Tuesday, February 17, 2015

A Whale, an Elephant, a Dolphin and a Python walked into a bar....

This project started simply as an experiment in trying to execute a Spark job that writes to specific path locations based on partitioned key/value tuples. Once I figured out the usage of rdd.saveAsHadoopFile with a customized MultipleOutputFormat implementation and a customized RecordWriter, I was partitioning and shuffling data in all the right places.
Though I could read the content of a file in a path, I could not query selectively the content. So to query the data, I need to SQL map the content. Enter Hive.  It enables me to define a table that is externally mapped by partition to path locations. What makes Hive so neat is that schema is applied on read rather than on write, this is very unlike traditional RDBMS systems. Now, to execute HQL statements, I need a fast engine. Enter SparkSQL. It is such an active project, and with all the optimizations that can be applied to the engine, I think it will rival Impala and Hive on Tez !!
So I came to a point where I can query the data using SQL. But, what if the data becomes too big ? Enter HDFS.  So now, I need to run HDFS on my mac. I could download a bloated Hadoop distribution VM like Cloudera QuickStart or HortworkWorks Sandbox, but I just need HDFS (and maybe YARN :-) Enter Docker. Found the perfect Hadoop image from SequenceIQ that just runs HDFS and YARN on a single node. So now, with a small addition of a config file to my classpath, I can write the data into HDFS and since I have docker now, this enables me to move the Hive Metastore from the embedded Derby to an external RDBMS. Found a post that describes that and bootstrapped yet another container with a MySQL instance to house the Hive Metastore.
Seeing data streaming on the screen like in the Matrix is no fun for me - but placing that data on a map, now that is expressive and can tell a story.  Enter ArcMap (On the TODO list, is to use Pro). Using a Python Toolbox extension, I can include a library that can make me communicate with SparkSQL to query the data and turn it into a set of features on the map.

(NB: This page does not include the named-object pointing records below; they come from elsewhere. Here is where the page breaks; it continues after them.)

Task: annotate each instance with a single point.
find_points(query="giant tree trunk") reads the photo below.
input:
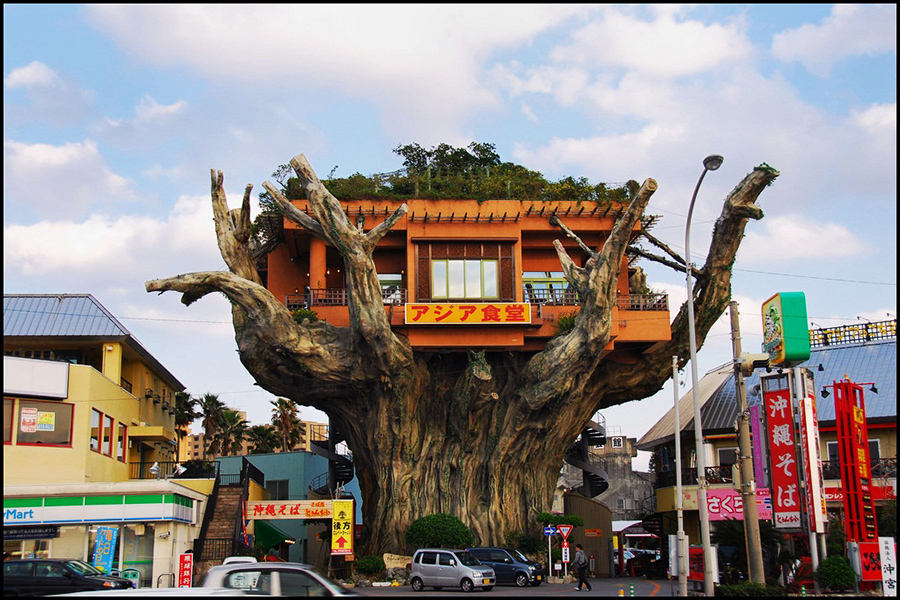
(478, 435)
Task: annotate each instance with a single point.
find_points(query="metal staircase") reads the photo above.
(340, 464)
(594, 479)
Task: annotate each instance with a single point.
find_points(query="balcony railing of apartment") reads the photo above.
(557, 297)
(882, 468)
(852, 334)
(192, 469)
(714, 474)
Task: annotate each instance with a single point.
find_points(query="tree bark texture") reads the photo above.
(480, 435)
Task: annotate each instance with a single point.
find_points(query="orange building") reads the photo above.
(460, 274)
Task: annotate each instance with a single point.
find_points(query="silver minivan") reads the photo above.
(440, 568)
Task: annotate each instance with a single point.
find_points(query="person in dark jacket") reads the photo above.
(581, 564)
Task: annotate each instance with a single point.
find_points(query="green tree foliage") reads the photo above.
(263, 439)
(210, 408)
(439, 531)
(836, 574)
(232, 429)
(185, 414)
(370, 564)
(286, 419)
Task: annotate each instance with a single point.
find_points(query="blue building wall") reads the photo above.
(298, 469)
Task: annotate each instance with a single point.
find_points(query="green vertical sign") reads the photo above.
(785, 328)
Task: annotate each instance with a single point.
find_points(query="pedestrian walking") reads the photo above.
(581, 564)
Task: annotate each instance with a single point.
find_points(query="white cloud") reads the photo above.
(60, 181)
(850, 30)
(664, 47)
(35, 74)
(797, 237)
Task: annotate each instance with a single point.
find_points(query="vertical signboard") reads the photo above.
(812, 460)
(759, 446)
(342, 527)
(853, 452)
(785, 484)
(185, 570)
(888, 566)
(785, 328)
(104, 548)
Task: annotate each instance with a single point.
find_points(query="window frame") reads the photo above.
(449, 287)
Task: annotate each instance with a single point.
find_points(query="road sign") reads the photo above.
(342, 527)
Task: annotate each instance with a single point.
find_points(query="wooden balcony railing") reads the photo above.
(551, 297)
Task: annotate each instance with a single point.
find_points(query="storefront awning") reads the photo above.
(267, 535)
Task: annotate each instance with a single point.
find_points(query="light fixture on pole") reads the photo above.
(710, 163)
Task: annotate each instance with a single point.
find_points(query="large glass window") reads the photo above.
(464, 279)
(96, 420)
(108, 435)
(45, 423)
(120, 442)
(8, 408)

Wow...Here is what the "Zoo" looks like:

And like usual, all the source code and how to do this yourself is available here.


David Kaiser said...

Wow. If you think the Hortonworks Sandbox is 'bloated', I'd be curious what your definition of "big" data is? 1 Gigabyte?

Move your demo off the laptop to a real cluster... :)

David Kaiser said...

SparkSQL is going to need a LOT of work to be on par with Hive on Tez or even Hive on Spark. SparkSQL so far is only reasonably fast at very small data scales. Hive I/O from RDD won't be able to keep up with Tez I/O from HDFS on larger data sizes.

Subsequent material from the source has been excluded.